The most reasonable (and best customer service IMO) for Madans is Jenny at Topline.

toplinepet.com


----------



## jpupart (Jul 19, 2010)

Donna,
that's where I bought my Maden brush,too. But just so you know- Candy HATES to be brushed and the madden brush didn't make any difference- she still hates to be brushed


----------



## munchkn8835 (May 23, 2010)

The brush I use doesn't have any little "thingys" on the end of the wire bristles. He acts like I'm hurting him when brushing or combing.

Jocelyn ... where are you in NC? I know you're not in the Triangle area.


----------



## Ladysmom (Oct 19, 2004)

munchkn8835 said:


> The brush I use doesn't have any little "thingys" on the end of the wire bristles. He acts like I'm hurting him when brushing or combing.
> 
> Jocelyn ... where are you in NC? I know you're not in the Triangle area.



Pin brushes are not supposed to have balls on the tips as they snag and break the hair.

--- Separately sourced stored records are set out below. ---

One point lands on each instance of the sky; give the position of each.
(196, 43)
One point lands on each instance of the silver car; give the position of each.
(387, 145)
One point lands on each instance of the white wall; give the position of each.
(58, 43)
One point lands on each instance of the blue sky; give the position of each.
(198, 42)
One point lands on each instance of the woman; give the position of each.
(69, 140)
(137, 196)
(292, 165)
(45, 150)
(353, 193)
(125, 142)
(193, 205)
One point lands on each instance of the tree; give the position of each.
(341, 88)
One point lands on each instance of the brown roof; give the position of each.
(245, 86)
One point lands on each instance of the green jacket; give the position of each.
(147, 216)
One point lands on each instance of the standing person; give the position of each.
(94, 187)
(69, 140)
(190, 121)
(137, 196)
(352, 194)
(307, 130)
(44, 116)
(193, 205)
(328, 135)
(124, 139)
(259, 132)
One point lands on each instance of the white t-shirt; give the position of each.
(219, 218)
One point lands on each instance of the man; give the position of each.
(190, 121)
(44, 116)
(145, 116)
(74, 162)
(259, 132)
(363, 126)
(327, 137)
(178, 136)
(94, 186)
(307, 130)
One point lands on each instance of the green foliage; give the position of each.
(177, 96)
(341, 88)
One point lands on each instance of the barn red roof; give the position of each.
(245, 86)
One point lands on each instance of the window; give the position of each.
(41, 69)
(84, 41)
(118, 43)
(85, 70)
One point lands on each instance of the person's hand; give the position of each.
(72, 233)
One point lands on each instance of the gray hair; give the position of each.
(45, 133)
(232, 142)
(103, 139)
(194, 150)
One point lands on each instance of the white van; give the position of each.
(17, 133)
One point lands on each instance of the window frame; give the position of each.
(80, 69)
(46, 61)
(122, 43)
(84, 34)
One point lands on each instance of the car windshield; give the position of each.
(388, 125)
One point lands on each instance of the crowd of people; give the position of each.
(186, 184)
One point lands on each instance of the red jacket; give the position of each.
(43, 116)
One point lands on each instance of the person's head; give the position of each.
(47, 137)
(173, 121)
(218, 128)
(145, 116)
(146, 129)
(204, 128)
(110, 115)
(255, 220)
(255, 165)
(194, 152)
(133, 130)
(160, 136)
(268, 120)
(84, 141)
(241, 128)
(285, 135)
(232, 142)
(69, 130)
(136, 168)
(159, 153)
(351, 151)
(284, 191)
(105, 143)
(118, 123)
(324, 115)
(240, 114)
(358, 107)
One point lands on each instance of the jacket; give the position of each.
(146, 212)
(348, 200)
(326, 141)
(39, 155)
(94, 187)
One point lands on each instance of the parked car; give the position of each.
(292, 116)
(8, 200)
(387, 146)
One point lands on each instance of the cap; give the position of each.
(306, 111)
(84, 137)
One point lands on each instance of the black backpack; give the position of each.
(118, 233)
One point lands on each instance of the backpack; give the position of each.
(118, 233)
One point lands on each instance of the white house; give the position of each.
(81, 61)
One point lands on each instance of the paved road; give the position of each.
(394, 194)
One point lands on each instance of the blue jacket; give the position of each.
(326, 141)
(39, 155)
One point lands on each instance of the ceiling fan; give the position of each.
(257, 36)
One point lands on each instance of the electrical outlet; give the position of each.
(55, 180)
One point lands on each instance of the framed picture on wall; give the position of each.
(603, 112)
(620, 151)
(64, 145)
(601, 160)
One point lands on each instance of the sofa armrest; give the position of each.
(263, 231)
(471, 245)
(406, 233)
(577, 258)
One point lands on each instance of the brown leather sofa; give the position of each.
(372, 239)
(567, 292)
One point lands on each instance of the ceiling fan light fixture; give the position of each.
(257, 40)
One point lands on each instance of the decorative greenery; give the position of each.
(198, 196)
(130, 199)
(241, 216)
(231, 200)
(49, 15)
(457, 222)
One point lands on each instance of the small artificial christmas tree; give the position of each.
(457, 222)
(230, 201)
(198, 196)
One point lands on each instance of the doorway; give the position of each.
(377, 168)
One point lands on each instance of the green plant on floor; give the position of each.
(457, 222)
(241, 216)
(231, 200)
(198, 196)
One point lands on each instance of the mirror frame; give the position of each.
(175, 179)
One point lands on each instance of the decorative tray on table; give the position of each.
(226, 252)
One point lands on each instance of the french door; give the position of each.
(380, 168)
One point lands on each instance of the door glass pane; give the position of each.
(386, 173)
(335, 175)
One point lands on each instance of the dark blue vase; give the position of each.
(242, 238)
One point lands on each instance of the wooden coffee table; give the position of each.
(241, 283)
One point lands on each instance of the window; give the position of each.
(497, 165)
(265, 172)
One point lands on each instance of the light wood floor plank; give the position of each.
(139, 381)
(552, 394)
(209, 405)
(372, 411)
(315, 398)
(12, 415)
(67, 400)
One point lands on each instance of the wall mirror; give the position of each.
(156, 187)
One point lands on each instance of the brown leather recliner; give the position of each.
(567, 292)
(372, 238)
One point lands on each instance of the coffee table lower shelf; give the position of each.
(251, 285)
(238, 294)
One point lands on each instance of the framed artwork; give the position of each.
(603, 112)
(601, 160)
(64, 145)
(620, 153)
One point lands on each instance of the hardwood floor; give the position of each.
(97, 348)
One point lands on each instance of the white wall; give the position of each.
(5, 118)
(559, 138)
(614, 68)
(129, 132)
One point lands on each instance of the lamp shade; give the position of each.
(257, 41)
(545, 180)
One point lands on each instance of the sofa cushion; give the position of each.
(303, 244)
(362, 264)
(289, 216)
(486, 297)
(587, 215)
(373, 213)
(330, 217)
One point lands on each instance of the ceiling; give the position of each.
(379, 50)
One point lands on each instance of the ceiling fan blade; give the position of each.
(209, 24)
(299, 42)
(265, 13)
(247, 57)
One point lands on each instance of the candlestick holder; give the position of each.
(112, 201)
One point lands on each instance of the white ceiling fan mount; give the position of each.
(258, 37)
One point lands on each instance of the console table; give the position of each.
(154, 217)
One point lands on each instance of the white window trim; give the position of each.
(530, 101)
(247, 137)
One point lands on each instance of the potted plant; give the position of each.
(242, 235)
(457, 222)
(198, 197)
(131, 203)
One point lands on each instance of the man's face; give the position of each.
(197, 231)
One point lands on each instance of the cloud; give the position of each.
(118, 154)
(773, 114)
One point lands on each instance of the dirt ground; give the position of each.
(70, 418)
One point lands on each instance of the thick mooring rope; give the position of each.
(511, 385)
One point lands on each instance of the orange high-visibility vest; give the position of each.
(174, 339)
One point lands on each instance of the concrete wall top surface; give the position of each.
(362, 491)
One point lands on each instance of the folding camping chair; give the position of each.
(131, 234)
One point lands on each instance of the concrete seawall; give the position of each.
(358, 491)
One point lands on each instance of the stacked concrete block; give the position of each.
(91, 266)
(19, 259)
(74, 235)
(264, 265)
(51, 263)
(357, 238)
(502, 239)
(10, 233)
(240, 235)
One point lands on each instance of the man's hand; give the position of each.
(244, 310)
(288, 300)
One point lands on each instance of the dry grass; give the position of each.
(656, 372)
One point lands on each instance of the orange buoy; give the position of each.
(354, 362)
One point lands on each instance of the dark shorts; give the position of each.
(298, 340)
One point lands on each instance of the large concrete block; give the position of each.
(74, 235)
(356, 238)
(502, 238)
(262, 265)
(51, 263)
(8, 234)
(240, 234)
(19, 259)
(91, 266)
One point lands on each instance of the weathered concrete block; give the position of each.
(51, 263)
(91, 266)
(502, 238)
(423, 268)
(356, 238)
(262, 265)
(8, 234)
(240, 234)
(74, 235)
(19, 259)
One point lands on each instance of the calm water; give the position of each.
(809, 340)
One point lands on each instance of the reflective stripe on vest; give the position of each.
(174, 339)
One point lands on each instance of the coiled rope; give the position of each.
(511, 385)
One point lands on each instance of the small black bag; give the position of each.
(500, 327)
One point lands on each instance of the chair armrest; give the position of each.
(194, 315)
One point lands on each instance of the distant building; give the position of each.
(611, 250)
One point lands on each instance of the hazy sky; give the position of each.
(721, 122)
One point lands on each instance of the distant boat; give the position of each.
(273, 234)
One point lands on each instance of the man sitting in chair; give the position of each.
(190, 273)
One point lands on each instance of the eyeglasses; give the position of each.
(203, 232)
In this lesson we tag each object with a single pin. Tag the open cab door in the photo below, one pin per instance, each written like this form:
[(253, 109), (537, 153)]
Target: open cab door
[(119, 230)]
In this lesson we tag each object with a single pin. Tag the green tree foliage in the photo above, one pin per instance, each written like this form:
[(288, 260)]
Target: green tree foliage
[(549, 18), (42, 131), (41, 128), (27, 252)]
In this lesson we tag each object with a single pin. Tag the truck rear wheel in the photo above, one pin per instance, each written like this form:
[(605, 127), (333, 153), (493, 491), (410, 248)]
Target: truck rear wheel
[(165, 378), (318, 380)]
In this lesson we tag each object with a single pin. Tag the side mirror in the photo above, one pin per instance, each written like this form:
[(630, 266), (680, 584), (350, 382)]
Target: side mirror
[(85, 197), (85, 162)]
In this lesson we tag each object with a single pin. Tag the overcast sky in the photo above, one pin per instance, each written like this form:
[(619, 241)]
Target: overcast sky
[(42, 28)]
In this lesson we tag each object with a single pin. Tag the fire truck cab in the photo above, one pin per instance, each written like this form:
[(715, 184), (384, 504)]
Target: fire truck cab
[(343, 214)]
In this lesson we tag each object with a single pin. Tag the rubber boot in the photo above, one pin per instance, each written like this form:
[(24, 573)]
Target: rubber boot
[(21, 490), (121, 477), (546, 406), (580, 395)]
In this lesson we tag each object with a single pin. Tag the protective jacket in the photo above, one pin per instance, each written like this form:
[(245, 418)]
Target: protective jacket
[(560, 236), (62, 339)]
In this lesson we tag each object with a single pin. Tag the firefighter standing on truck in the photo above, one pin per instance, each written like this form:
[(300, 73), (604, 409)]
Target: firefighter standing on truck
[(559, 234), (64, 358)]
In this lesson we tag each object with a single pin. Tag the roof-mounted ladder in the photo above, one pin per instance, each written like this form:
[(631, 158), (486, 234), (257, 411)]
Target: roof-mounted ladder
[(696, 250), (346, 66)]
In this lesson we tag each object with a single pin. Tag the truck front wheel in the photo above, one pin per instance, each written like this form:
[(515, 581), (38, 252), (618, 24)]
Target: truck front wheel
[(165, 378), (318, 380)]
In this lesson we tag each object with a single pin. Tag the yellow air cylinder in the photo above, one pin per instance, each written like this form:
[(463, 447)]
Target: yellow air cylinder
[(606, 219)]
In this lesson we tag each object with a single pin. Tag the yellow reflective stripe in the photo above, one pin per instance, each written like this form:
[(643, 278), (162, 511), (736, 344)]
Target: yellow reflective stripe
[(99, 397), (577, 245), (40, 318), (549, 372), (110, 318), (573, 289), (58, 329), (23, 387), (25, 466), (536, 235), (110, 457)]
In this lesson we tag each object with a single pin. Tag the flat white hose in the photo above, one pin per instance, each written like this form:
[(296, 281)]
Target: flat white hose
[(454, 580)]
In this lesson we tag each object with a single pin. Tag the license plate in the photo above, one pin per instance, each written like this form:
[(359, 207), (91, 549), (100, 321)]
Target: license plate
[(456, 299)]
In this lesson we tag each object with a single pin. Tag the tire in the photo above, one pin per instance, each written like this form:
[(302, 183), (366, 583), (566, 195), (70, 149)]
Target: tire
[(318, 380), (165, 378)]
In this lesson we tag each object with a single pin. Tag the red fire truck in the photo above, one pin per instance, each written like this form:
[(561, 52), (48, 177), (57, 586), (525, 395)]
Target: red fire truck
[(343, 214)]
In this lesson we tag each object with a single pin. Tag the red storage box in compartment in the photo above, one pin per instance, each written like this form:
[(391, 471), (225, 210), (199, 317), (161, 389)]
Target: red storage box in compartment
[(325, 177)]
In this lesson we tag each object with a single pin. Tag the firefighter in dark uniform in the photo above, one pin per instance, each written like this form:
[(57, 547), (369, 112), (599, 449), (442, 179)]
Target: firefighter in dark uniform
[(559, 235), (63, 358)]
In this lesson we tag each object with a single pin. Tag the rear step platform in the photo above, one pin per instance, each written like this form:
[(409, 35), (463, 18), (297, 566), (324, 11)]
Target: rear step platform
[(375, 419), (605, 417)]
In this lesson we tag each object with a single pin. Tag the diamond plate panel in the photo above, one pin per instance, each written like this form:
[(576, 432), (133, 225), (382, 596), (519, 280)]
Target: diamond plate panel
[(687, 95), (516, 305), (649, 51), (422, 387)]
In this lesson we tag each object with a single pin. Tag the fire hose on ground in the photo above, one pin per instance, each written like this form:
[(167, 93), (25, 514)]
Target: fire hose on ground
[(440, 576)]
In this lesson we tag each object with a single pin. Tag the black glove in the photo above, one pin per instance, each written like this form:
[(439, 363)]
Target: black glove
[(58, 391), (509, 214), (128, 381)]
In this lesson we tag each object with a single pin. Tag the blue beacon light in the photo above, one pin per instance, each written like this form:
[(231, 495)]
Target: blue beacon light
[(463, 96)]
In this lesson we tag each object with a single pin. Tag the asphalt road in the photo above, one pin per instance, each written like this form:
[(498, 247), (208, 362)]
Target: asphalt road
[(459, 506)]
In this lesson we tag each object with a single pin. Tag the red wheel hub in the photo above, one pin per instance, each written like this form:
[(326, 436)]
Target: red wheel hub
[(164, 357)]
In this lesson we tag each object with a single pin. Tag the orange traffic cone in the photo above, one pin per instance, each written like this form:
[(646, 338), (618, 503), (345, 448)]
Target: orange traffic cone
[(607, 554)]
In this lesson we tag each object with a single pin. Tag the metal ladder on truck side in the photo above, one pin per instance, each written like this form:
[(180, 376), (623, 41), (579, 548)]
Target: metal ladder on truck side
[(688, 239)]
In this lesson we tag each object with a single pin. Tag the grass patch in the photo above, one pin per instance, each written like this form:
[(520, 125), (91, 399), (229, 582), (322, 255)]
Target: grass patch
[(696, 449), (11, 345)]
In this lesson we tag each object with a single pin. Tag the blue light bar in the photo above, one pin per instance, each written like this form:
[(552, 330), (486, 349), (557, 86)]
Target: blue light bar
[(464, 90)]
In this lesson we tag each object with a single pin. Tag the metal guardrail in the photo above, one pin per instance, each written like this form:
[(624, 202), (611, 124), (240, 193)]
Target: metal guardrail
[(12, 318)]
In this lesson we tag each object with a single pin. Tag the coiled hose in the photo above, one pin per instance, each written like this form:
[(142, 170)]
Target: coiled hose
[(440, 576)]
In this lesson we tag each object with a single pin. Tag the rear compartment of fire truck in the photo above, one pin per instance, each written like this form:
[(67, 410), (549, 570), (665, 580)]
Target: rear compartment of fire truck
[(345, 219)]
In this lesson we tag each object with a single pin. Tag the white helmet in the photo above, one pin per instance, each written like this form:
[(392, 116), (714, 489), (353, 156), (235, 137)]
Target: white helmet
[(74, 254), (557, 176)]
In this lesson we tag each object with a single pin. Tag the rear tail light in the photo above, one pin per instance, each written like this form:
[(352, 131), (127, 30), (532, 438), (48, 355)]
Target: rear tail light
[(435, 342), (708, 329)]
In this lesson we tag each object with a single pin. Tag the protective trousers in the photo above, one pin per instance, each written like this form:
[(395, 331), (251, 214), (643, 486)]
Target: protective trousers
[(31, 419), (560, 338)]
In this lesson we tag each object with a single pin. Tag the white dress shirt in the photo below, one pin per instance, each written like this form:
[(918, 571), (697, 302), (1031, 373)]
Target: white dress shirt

A good quality brush won't hurt. I can brush my arm with my Madan and it doesn't hurt.


----------



## bailey02 (May 1, 2009)

I have bought 2 madden brushes from Jenny at topline pets. She always ships fast and having a madden brush has done wonders for baileys grooming sessions


----------



## jpupart (Jul 19, 2010)

munchkn8835 said:


> The brush I use doesn't have any little "thingys" on the end of the wire bristles. He acts like I'm hurting him when brushing or combing.
> 
> Jocelyn ... where are you in NC? I know you're not in the Triangle area.


No the brushes don't have the "Ball heads" on the end. I have a CC wood pin brush (I also do love this brush which I use on Cocotini) and the pink Madden brush. Candy just hates being groomed with anything. Cocotini will just lay for hours if she could- just very different temperments.

Donna- I live in Raleigh.


----------